You will be responsible for:

•        Assumes responsibility for high level screening in regard to initial admission assessment and any ongoing concurrent assessment of designated patients as assigned; monitor level of care through communication with direct nursing care givers, care management team, physicians, patient and family members, and other members of the health care team. 

•        Reviews cases for appropriateness of admission and continued stay and appropriate discharge screening for transition plans, physician’s treatment plans and decision making; adhering to the hospital’s policies and procedures, and Case Management Department’s scope of practice and services.

•        Assimilates information obtained from the emergency department visit, information system, ancillary/diagnostic tests, registration, bed management, clinics, admitting physician office, and other facilities to accurately assess patient clinical needs and treatment.

•        Functions as an advocate, and contact person for the care team, patient/family when communicating with payers, and or outside agencies to assure continuity of care, optimal clinical resource outcomes, and appropriate financial management for the patient and the organization.

•        Ensures initial admission reviews are completed and submitted to payer in a timely manner, same admission day or within first working day of admission; obtain certified days for patient’s presenting signs and symptoms and or documented primary diagnosis with treatment plan with the confirmation of level of care and admission status (patient type) appropriateness throughout the patient’s hospital stay.

•        Investigates with resolution of unauthorized clinical days and payment denials by payer for clinical services, same working day; front-end denial prevention prior to patient discharge.

•        Assumes responsibility for the completion of the Florida Medicaid process for patient admission, continued stay, discharge and or post-acute services approval.

What will you need?

•        BS in Nursing or ASN.

•        Minimum 3 years’ Registered Nurse experience in an acute care hospital required.

•        Registered Nurses hired into the case management department with limited experience in Hospital Case Management Program may participate in orientation, education programs, preceptorship and validation of performance for up to a total of three to six months, to include validation of 30/60/90-day (s) employment evaluation.

•        Current Florida RN license

•        Graduate of an accredited School of Nursing

•        Excellent knowledge of the denial/appeal process in regard to Governmental and Third-party payers. 

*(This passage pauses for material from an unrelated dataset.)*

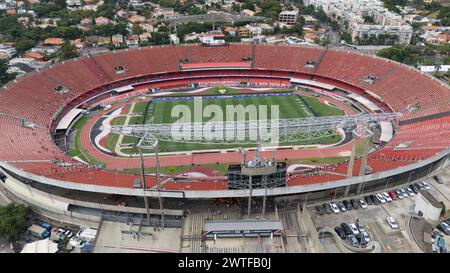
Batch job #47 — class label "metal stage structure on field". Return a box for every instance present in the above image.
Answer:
[111,113,400,146]
[110,110,401,219]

•        Knowledge of InterQual, Milliman Guidelines, Principles of Managed Care, Computer applications, including but not limited to: Windows, Outlook, Excel and Microsoft Word. 

•        Critical thinking skills.

•        Excellent written and oral communications skills required. 

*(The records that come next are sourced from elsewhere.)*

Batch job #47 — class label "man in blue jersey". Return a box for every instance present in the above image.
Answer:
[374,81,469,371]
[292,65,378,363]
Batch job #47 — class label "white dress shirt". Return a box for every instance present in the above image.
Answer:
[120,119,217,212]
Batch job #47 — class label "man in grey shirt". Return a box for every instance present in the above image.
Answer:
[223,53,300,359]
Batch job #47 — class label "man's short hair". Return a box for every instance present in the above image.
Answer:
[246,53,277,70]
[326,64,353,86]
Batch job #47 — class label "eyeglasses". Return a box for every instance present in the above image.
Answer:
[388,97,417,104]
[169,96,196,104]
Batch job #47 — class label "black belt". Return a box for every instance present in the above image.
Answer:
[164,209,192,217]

•        Two (2) years’ experience in utilization review, resource management, care coordination and transitional planning; hospital denials and appeals; experience in managed care, commercial payer guidelines and business care management services 

•        Case Management Certification / Accreditation preferred

This facility is an equal opportunity employer and complies with federal, state and local anti-discrimination laws, regulations and ordinances.